About 100 meters from Robert Smithson’s “Spiral Jetty”, I once stumbled across this pickled pelican. Interestingly, others have noted (1, 2) a scattering of dead pelicans around the large earth and rock spiral artpiece which juts out from the north shore of the Great Salt Lake. In fact, there are even Flickr photos of what appears to be a different individual. Large colonies of nesting White Pelicans on nearby islands are the presumed source of the dessicated cadavers, which might float some distance across the lake until being left high and dry by receding waters.

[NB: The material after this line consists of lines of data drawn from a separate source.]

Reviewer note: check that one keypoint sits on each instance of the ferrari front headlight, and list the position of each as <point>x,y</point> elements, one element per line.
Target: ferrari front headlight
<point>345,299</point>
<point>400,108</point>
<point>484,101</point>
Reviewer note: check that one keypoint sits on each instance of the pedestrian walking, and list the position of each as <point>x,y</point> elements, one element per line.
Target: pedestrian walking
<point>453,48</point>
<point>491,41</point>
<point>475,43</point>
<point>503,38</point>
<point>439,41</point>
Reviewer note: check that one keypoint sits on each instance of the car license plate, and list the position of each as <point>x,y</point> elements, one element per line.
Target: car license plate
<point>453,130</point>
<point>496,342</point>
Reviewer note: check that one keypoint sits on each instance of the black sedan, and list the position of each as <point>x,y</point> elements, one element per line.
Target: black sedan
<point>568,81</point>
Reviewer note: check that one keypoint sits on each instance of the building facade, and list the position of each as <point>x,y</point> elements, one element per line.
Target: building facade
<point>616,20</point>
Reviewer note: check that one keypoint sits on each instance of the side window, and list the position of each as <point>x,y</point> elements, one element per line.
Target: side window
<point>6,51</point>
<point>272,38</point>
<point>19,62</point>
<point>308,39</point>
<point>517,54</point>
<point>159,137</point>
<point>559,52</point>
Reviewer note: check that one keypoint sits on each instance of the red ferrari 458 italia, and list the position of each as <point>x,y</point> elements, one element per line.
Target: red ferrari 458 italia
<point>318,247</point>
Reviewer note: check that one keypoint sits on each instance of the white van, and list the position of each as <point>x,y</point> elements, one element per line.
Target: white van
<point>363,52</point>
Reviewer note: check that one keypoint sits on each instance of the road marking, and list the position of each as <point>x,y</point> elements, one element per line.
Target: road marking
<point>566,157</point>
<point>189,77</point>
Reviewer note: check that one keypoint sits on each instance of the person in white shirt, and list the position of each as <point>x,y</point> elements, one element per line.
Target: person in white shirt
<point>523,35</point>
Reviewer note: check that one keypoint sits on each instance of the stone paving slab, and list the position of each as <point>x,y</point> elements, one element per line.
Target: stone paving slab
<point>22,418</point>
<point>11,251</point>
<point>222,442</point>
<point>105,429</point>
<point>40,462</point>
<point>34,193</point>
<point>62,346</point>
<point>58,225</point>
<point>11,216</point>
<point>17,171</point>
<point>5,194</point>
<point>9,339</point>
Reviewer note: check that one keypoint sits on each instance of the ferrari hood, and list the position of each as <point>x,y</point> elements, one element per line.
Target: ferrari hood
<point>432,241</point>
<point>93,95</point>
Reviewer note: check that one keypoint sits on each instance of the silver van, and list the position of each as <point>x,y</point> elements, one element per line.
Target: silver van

These salt mummies are oddly appropriate accents to an art piece concerned with time and permanence. In fact, Smithson’s 1970 film about Spiral Jetty even includes a sequence with the ‘Trachodon mummy‘, an exceptionally preserved 65 million -year-dead hadrosaur fossil discovered by Charles Sternberg in 1908, which you can see for yourself. In the just barely under-the-top scene1, Smithson uses a spooky blood-red filter to turn the natural history museum into something out of Hostel part II.

Smithson’s intent would seem to be to forge a direct link between the silent testimony of the fossil and his own attempt to reify time (that’s right, I said ‘reify’). I wouldn’t give either the pelican or the jetty good odds at sticking around for 65 million years, although in retrospect, who could have said the Edmontosaurus would?
Smithon’s construction has undergone several briny baptisms which have left an aura (or perhaps crust is a better term) of agedness that belies the fact that it was constructed, geologically yesterday. The pelican, conversely, has been preserved in a state of arrested decay, spared the instant deconstruction fated most no-longer metabolizing clots of nitrogen and carbon.
Both strike the addled visitor as rather insignificant blemishes on the gleaming crystalline flats. But in a sea of uniformity, blemishes catch the eye.
Wait a minute, didn’t I promise a ‘sciencey’ post? Don’t worry we’re getting there…maybe.
1 – Actually, I haven’t seen this film since college. It might not even be Sternberg’s ‘trachodon’ in the movie, but it’s something like it. There is a clip on youtube. It’s not the hadromummy scene, but one with a vaguely chilling foreshadowing of Smithon’s death in a plane crash while surveying another piece in Texas.